The ringing was from her phone, the banging was at her front door. The curtains were still drawn from the morning but she could see shadows beyond them. At the sight memory rushed back to engulf her and she moaned.

Paul…Paul…

The man said he was dead. No, that wasn’t it, not exactly. He said that the police had arrested somebody for his murder. The thought made her physically sick. Water and bile swilled around the basin as she gripped the porcelain for strength.

She managed to crawl into the sitting room and turn on the television. On the hour, every hour, Paul’s murder was headline news. She watched as his school picture appeared on the screen, then there was an interview with a handsome man in police uniform.
‘We never gave up on Paul, we never give up on anybody,
’ she heard him say, then stared in astonishment as Major Maidment’s photograph filled the screen.

They’d arrested the major! He was Paul’s killer. She’d trusted him, begged him to find her boy, and all the time he’d known he was dead. The thought made her ill again but when she’d finished retching her head felt better.

In the kitchen, she drank the remainder of yesterday’s silver top, leaving the gold for Paul as always…except that there was no point now, was there? A man was in prison, charged with his murder. The police were so sure of themselves that it had to be true. Why hope any more? She went upstairs, still in her housecoat, and lay down on top of her unmade bed. The noises from outside her house drifted away and she slept.

It was a remarkable dream. Paul walked into her bedroom and stood beside the bed. But he wasn’t the Paul of fourteen, this was a grown man with a scar on his face, though still handsome. He laid a hand on her forehead and it felt cool, reassuring.
‘You’re not to worry anymore, Mum, I’m fine,’
he said.

‘What’s the matter with your face, Paul? That’s a nasty scar. Did the major do it to you when he killed you?

The grown-up Paul shook his head slowly. She could see tears on his cheeks and she raised a hand to wipe them away. His face was cold, as if he’d just stepped inside from a winter’s day, but then he was dead so what did she expect?

‘Let it go, Mum. You deserve some peace. It’s been too long – you must bury your grief now.

Sarah shook her head angrily and brushed his hand away. Who was he to lecture her about grief? He was dead, beyond caring. What she did with her life was her business. But he was right about one thing, she did deserve peace. Hope had made that impossible. Now that it too had died she had room for other emotions and perhaps peace would take root and grow. In her dream she imagined gossamer-light seeds of peace floating through the air to drop onto her but when she tried to catch at them they blew away. She became angry, swiping at them, punching out with such force that her body twitched in its sleep. She began to feel stronger. Emotions other than grief and hopelessness bloomed inside her: hate, fury, terrible jealousy against anyone who had children, and a desire for revenge.

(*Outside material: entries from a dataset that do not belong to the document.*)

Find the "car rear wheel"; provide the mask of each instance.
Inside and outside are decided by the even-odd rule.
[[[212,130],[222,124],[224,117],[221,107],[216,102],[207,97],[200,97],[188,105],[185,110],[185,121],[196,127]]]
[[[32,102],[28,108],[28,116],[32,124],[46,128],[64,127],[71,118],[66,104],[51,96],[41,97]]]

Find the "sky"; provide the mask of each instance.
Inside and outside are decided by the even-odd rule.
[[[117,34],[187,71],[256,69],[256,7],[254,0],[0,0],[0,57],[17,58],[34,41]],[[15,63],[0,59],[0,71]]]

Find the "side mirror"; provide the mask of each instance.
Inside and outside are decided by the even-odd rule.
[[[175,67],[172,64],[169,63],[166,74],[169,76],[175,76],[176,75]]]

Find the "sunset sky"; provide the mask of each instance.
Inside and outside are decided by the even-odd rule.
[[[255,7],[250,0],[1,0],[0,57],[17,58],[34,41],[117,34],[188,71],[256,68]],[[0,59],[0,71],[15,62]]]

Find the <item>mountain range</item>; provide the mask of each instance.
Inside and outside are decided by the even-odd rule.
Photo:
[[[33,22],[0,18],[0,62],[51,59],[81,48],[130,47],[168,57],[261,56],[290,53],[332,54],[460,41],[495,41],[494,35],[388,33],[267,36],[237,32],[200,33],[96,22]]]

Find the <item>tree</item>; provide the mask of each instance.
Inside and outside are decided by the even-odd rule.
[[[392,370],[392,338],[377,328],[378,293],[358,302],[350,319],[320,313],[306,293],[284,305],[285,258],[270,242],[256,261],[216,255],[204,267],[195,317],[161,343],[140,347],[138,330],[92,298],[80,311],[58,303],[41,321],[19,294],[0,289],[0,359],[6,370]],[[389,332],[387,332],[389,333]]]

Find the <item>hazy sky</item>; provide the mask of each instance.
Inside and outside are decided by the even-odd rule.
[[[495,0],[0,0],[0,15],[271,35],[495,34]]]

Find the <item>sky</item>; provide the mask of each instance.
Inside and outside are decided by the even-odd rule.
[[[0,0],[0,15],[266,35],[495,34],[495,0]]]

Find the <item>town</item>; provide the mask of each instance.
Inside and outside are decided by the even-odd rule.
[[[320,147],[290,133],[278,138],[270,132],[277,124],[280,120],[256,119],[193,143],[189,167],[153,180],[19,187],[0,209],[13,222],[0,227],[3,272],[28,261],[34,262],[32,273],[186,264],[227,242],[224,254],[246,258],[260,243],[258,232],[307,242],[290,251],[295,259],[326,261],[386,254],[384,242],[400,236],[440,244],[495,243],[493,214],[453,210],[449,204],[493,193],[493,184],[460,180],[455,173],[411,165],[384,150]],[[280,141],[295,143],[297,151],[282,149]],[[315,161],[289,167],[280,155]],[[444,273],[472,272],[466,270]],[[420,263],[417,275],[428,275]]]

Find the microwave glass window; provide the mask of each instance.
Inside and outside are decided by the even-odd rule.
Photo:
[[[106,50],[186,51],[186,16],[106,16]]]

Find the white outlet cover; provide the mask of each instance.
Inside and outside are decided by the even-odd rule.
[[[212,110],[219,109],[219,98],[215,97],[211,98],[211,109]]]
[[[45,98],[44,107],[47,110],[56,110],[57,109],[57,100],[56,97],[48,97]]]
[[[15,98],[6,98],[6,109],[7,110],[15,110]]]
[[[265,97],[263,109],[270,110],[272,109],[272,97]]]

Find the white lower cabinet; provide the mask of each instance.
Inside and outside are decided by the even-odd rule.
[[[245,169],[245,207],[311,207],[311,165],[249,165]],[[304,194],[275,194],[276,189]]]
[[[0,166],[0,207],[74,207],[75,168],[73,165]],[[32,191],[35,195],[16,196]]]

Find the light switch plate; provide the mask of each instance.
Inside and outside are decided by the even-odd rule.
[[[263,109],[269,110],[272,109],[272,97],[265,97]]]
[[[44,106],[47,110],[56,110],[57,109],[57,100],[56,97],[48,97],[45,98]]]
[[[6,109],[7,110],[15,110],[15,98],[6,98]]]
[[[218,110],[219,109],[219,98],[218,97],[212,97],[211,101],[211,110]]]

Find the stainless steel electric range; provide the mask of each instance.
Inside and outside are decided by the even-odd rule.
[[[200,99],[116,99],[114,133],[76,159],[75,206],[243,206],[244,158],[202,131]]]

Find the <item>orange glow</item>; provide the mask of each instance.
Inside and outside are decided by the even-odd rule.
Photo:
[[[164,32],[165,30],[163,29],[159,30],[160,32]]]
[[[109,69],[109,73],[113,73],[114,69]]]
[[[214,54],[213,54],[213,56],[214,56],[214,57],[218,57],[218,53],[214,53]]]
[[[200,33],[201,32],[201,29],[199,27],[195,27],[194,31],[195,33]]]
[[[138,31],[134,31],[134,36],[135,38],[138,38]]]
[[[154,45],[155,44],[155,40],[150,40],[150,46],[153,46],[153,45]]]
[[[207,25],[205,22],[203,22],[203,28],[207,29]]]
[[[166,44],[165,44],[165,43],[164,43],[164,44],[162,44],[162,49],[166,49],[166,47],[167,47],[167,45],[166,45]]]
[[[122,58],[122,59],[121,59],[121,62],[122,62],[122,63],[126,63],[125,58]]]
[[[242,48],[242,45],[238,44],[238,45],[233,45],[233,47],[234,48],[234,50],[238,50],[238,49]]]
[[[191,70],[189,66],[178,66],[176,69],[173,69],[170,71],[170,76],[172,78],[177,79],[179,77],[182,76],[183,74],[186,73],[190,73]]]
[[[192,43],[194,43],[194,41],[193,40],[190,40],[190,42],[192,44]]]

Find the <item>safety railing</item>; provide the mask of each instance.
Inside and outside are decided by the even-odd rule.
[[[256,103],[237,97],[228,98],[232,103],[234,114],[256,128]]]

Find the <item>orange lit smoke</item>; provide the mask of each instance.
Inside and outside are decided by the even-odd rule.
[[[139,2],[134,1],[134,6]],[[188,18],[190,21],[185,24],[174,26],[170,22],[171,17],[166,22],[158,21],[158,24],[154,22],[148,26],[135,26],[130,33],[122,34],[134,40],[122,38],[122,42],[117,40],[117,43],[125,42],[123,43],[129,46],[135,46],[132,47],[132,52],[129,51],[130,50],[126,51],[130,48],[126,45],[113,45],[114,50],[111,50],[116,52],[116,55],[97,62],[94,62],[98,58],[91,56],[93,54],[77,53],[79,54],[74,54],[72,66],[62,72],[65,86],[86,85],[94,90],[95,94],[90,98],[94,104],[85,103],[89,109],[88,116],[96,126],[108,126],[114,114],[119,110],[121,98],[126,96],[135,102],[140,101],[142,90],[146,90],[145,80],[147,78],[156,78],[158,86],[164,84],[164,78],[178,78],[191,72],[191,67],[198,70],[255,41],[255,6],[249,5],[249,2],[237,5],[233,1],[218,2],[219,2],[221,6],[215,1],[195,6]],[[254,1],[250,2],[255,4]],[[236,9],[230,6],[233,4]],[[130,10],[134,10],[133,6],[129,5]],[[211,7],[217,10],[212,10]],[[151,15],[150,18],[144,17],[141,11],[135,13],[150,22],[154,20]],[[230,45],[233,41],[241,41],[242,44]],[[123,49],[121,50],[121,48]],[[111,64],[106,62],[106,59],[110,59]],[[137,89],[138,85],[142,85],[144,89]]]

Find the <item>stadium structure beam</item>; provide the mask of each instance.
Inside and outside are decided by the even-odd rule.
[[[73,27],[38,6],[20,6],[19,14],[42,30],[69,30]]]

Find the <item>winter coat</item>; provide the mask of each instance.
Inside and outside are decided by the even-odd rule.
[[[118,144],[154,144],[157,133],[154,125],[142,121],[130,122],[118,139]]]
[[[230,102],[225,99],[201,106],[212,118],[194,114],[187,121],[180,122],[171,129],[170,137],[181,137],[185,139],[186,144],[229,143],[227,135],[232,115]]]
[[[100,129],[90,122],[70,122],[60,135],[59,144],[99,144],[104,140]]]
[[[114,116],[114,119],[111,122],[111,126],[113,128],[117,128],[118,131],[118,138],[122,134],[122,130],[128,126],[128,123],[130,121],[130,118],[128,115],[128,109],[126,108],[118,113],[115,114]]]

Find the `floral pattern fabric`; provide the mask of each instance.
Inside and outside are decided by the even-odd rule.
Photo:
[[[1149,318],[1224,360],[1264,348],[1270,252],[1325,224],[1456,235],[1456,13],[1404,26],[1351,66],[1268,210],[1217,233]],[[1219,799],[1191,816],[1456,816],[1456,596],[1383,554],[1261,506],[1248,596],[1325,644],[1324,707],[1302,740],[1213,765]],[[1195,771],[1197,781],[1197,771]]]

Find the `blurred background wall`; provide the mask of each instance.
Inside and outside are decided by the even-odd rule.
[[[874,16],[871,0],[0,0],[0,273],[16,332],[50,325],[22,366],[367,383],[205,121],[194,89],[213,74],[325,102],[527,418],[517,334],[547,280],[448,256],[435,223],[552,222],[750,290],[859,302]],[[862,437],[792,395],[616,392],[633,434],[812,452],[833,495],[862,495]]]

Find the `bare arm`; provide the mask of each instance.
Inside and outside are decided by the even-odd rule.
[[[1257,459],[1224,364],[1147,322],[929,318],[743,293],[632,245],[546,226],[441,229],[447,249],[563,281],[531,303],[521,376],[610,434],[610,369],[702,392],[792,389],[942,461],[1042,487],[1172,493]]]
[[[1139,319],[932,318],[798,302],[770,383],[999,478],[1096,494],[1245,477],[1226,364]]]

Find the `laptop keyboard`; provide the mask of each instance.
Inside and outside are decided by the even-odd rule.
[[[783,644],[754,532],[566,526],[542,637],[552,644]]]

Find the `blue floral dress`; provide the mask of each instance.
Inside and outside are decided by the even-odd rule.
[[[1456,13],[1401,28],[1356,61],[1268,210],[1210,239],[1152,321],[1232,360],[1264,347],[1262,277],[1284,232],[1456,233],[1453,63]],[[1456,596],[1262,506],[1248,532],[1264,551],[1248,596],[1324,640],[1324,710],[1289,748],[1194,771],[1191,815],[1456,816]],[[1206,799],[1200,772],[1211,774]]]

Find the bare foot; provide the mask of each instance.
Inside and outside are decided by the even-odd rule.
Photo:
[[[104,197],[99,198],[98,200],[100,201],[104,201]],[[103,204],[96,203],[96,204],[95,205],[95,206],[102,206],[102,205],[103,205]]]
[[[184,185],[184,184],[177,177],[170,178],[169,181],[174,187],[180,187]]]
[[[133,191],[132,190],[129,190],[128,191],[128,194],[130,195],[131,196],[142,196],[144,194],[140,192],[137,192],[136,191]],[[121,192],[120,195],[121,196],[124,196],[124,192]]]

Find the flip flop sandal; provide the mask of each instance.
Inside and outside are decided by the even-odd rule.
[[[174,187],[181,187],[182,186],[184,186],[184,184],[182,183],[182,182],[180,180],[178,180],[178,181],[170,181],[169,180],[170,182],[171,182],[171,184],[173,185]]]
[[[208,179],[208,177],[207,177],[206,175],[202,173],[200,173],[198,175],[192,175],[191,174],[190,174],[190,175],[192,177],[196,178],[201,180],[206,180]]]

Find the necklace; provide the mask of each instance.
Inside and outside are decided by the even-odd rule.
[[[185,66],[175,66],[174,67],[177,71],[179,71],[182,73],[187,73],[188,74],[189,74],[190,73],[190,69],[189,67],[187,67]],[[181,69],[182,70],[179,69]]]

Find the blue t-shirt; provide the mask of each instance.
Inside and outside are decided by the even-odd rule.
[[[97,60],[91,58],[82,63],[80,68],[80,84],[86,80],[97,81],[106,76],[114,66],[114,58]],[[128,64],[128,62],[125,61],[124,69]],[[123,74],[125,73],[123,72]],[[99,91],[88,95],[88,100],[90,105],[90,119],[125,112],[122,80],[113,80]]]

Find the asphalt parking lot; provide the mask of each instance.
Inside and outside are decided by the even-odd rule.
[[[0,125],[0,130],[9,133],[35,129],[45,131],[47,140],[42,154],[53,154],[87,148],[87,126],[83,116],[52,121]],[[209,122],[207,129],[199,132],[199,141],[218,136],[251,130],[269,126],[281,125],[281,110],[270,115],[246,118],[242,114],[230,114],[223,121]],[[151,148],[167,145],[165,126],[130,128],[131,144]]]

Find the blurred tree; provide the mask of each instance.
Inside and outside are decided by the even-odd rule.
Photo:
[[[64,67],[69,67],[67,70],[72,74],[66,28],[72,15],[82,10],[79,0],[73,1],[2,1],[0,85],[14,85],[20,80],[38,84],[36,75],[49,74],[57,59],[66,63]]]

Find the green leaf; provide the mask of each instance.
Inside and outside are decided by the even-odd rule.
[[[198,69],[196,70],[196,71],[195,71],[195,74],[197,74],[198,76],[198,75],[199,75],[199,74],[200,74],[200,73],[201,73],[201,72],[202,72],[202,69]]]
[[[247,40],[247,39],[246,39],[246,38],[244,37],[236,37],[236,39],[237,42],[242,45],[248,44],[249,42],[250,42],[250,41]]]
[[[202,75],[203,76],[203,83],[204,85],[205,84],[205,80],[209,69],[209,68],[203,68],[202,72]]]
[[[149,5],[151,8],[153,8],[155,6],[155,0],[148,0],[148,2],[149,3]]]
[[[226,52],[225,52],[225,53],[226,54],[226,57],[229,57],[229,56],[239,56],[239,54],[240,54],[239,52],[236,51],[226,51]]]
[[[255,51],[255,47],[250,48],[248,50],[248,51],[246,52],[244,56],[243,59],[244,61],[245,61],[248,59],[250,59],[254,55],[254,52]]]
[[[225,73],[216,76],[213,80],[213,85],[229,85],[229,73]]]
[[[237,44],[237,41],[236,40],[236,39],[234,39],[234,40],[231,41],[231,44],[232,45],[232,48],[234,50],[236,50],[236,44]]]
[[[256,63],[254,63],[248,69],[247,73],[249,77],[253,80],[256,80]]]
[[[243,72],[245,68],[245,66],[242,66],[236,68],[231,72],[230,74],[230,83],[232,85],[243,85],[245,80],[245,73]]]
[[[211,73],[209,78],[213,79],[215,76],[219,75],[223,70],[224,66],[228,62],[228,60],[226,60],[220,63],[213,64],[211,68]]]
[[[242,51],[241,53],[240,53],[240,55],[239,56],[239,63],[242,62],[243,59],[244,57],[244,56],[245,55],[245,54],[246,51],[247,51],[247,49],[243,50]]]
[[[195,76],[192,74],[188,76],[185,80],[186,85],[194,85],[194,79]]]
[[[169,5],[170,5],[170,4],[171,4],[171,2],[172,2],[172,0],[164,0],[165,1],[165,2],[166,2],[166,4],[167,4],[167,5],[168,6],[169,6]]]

When she woke up she found the bedding and pillows on the floor. Her bedside light lay smashed beside them. Outside it had grown dark. In the glow from the street lamps she could see three reporters and a photographer waiting, the rest had gone. Without switching on a light she made her way to the kitchen at the back of the house, where she risked turning on the lamp in the extractor fan. She was ravenous and cooked last month’s eggs, some dried-out bacon, tomatoes and toast from the previous day’s bread and washed it down with strong tea into which she poured more than a splash of ancient whisky that she found at the back of a cupboard.